New Metal Grids Textures and Patterns
I’m a sucker for clean, sharp metal grid textures and patterns. If you are too, download the excellent examples I’ve recently discovered–all free, of course.




Free Fonts
These twelve free fonts span the gamut.












Stripemania
With apologies to Hershey’s, sometimes you feel like a stripe, sometimes you don’t. When you do, consider Stripemania, a browser-based utility to create tileable striped images in seconds. You can create patterns comprised of a background color and up to 8 stripe colors. Precision controls help you specify the stripe width and amount of spacing, and well as the orientation of the pattern, either vertically, horizontally, or diagonally striped. Once you’ve completed your masterpiece stripe, it can be downloaded with transparent or opaque backgrounds and either used directly in a Web page or imported into Photoshop.

What can I find free for you? Want more free fonts? More Photoshop brushes? How about more online applications that do this or that for free? Tell me in the comments what you’d like to see in future installments of Free for All, and I’ll do my best bloodhound impression to track it down for you.
Please note: Free for All will often link to resources hosted on external Web sites outside of the control of CreativePro.com. At any time those Web sites may close down, change their site or permalink structures, remove content, or take other actions that may render one or more of the above links invalid. As such neither Pariah S. Burke nor CreativePro.com can guarantee the availability of the third-party resources linked to in Free for All.

Pariah S. Burke is the author of many books and articles that empower, inform, and connect creative professionals.
  • Anonymous says:

    I love fonts, and work for a library, so we have few funds to purchase them.

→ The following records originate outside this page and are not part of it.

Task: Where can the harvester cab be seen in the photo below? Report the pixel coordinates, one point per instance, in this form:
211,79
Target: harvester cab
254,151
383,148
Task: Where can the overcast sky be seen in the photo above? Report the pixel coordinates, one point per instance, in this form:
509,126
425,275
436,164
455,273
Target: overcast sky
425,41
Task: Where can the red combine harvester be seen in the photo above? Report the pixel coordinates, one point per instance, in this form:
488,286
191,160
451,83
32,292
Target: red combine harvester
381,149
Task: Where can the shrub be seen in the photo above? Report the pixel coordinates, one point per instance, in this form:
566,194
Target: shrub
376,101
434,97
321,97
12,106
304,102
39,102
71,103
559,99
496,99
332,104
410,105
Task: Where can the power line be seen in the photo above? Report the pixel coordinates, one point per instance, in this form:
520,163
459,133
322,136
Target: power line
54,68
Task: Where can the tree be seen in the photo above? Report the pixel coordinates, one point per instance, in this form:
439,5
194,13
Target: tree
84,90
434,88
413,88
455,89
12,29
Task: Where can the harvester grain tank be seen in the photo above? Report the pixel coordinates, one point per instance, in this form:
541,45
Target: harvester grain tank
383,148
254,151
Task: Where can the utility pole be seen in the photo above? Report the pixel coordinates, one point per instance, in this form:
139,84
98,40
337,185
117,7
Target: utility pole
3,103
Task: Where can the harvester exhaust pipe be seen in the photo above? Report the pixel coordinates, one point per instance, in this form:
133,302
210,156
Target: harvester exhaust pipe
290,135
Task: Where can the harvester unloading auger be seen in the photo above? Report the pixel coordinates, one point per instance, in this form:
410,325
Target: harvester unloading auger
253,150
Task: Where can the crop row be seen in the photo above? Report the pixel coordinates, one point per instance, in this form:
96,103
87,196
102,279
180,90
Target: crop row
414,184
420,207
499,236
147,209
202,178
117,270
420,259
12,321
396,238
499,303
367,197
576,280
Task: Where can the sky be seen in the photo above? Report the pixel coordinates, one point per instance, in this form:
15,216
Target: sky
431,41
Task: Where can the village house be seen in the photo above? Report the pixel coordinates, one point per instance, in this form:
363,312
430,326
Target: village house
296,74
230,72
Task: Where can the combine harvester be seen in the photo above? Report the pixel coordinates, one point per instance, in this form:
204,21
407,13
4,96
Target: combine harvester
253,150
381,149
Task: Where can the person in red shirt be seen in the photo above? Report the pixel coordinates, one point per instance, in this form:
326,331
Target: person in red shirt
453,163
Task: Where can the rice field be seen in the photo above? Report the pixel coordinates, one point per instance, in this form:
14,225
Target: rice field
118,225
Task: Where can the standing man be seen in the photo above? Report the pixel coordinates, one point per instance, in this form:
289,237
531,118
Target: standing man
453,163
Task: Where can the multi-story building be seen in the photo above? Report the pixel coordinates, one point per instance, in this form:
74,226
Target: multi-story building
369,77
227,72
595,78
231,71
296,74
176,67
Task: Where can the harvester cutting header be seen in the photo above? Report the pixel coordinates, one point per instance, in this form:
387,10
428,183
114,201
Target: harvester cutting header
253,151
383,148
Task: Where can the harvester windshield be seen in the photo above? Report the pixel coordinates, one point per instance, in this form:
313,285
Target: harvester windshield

Thanks for helping us get the word out to our community about all the great things our library has to offer (by providing eye-catching fonts!).

  • Anonymous says:

    Hello Pariah, Thank you for linking to my free 2011 calendars for download – lots of designers are coming by to download them! Happy New Year!

  • Anonymous says:

    Thanks! These are way cool and fit my Christmas stocking just perfectly. Keep them coming!

    …and Happy Holi-daze to all!

  • Anonymous says:

    Hi Pariah,
    Thanks for all the freebies. I’ve always hesitated to use free fonts. Almost everything I work on is sent to press. Do these free fonts work just for home printing on desk-jet printers, or will they work fine for high-res press-quality work?

  • Anonymous says:

    Pariah, I love all of your stuff and thanks for your continuing efforts! Here are some things I’m always looking for:

    1. Find what you can about color trends. There are services that release them for the fashion industry but they’re expensive. Pantone also has some, but I’m sure there are other free sources for them that I haven’t had time to ferret out.

    2. Also, I have an insatiable desire for new color schemes. I use ColourLovers and ColorHunters, but can you suggest others?

    3. Trends. Trends. Trends. Hey, I’m an old man. I need all the fresh juice you can pour for me. Type treatments, trailblazing layouts, fresh ad campaigns. Feed them all to me.

    4. Design business managment. The longer I’m a freelancer, the more complex my life becomes. I need help managing all of it. I’d appreciate sources for keeping all of these ducks in order.

    5. Macintosh Font Management. What’s the best approach? I was fine using OS 9, but I’m still in a fog with OS X.

    Will the above keep you busy in 2011? Hope so!

  • Anonymous says:

    Thanks for some excellent tips here – really like the one about Christmas Cards – must remember that for next year!

  • Anonymous says:

    Really appreciate the Free for All from Pariah S. Burke. Would like to see some things for InDesign such as templates, scipts, etc.

    thanks

  • Anonymous says:

    “…Christmas Cards – must remember that for next year!”
    Submitted by Guest on Fri, 01/07/2011 – 02:23.

    “Thank you for linking to my free 2011 calendars for download – lots of designers are coming by to download them! Happy New Year!”
    Submitted by Guest on Mon, 12/20/2010 – 09:27.